B. Un climat d’effervescence intellectuelle
A partir du califat d’Al-Mamun, Bagdad et les grandes villes de l’empire sont devenues des lieux de discussions intellectuelles et théologiques très importantes. La kalam, ou la tradition de discussion, permet de faire évoluer la théologie musulmane en y intégrant les principes tirés de la logique d’Aristote, de la raison. Il y a eu une intense période de débats et de discussions du IXe au XIIe siècles. C’est seulement après que l’islam se ferme aux discussions et aux interprétations. Il est frappant de voir qu’à l’époque les enseignements du Coran, des hadiths ont été passés au tamis de la raison aristotélicienne et de la logique. Les populations arabes de l’empire se sont passionnées pour ces controverses théologiques y compris dans l’islam populaire. C’était un véritable moment de la vie en société. A cette époque florissante, on décompte de très grands noms de savants et d’intellectuels. Ils animent cette période d’effervescence intellectuelle et culturelle. Les savants Al-Kindi et Al-Farabi sont les premiers à avoir appliquer la logique aristotélicienne à leurs travaux et à leurs réflexions. On connaît particulièrement le nom du savant Al-Khwarizmi qui a été le premier à introduire le système décimal ainsi que le zéro, probablement en s’inspirant de connaissances algébriques hindoues.

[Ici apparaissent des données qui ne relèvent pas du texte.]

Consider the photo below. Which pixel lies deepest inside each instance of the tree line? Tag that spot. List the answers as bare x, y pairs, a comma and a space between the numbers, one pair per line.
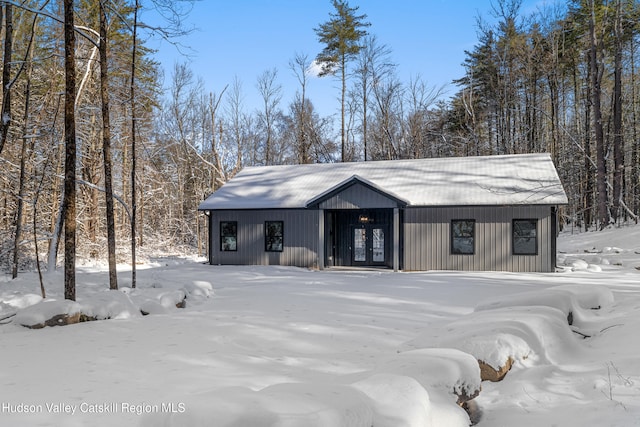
561, 80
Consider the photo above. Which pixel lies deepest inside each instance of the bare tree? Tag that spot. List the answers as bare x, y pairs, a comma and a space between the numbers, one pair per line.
69, 201
271, 94
5, 111
106, 148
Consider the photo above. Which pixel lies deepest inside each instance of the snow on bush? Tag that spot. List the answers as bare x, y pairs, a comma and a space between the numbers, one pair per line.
40, 312
493, 336
446, 369
109, 304
399, 401
285, 405
577, 302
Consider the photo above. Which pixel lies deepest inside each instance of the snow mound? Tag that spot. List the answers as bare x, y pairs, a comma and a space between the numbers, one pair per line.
40, 312
17, 300
577, 302
399, 401
286, 405
494, 336
109, 304
445, 369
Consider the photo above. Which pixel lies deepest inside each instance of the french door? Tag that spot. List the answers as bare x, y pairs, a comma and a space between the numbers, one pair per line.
369, 245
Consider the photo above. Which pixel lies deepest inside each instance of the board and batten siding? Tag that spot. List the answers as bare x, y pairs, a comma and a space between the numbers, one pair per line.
427, 239
358, 196
300, 248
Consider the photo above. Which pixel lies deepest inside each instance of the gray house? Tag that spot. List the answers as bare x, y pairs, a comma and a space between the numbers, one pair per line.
463, 213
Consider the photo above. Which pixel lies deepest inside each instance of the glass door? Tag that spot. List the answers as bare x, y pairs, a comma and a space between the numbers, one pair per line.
369, 246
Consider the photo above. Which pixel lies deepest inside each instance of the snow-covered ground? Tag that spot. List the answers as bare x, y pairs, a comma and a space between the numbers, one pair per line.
271, 346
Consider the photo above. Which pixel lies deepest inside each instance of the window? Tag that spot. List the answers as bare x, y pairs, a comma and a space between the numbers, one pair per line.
273, 236
463, 236
228, 235
525, 236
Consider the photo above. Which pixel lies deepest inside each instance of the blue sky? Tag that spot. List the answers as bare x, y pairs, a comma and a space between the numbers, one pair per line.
243, 38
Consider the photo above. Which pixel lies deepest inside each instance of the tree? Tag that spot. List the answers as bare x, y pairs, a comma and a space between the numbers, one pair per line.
69, 201
106, 148
271, 94
341, 36
374, 65
5, 110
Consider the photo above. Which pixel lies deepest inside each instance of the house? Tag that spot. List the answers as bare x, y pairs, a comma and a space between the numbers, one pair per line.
464, 213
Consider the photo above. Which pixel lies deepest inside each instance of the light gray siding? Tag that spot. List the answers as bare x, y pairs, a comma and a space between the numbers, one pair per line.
358, 196
301, 239
427, 239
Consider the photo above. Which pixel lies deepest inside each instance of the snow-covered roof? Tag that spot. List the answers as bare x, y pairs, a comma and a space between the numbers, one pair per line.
454, 181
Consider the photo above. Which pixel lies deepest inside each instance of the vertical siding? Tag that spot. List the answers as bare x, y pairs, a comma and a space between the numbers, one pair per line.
427, 239
301, 238
358, 196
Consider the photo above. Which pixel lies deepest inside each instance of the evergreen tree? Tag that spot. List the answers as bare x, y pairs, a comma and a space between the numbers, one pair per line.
341, 36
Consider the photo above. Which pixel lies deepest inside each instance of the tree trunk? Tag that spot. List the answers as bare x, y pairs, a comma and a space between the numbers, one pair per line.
618, 139
69, 202
106, 149
133, 144
5, 111
596, 90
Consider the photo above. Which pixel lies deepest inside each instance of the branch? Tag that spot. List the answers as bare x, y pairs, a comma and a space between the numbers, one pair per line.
115, 196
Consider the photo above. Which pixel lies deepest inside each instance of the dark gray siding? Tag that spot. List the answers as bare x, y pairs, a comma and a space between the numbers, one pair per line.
301, 237
358, 196
427, 239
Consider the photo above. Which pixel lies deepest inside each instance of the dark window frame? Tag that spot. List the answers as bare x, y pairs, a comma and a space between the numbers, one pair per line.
515, 247
271, 240
453, 237
224, 234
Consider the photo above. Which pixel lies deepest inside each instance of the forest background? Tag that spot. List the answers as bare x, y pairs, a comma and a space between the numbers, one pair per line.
562, 80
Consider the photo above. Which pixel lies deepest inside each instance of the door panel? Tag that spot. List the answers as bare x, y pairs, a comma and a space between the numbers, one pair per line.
359, 244
369, 246
378, 252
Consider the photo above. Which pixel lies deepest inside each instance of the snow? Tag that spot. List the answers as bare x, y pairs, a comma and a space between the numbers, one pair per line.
526, 179
276, 346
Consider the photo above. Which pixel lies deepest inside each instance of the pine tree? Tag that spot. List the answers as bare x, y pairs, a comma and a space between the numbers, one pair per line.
341, 36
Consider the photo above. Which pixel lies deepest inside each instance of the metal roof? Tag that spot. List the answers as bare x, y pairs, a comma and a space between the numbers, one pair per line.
519, 179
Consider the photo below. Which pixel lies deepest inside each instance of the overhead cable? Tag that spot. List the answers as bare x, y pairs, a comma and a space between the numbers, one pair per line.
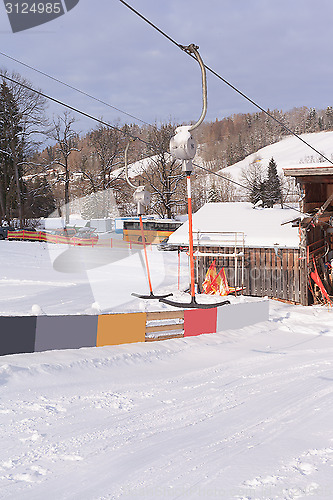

C. Des villes foyers de culture
Il s’agit donc d’une période d’échanges culturels qui s’ajoutent à des échanges diplomatiques intenses. Cela fait des villes de l’empire, des foyers de culture importants. A l’époque domine dans la société musulmane, l’image de « l’honnête homme », c’est-à-dire l’homme cultivé, le adib est un bon musulman qui a une culture encyclopédique et qui s’intéresse aux apports des autres cultures (culture grecque, latine, perse et hindoue). Il est aussi capable de tenir des discussions éclairées.
Dans les grandes villes, il y a beaucoup d’acculturation et de syncrétisme religieux. Les chrétiens, les juifs ont le statut de dhimmi, de protégé. Ils ne sont pas citoyens, mais ils peuvent pratiquer leur religion. En revanche, ils ont le droit de participer aux controverses religieuses et politique. Ainsi Bagdad, capitale de l’islam sunnite, est aussi une grande ville chrétienne, elle abrite des communautés de chrétiens d’orient (notamment des nestoriens, des melkites, des jacobites) mais c’est aussi une ville juive. En effet, on y trouve beaucoup d’écoles talmudiques. Ces communautés cohabitent aussi avec des chiites, qui eux, vivent plutôt dans la zone proche des tombes des premiers imams. Toutes ces populations vivent en cohabitation et participent aux débats. De la même manière, à l’intérieur de l’islam sunnite, l’école hanbalite nourrit une controverse intense avec les autres traditions sunnites.
L’ensemble de ces éléments renforce l’idée d’une effervescence que l’on retrouve dans d’autres villes comme au Caire mais aussi à Cordoue dans l’Espagne musulmane.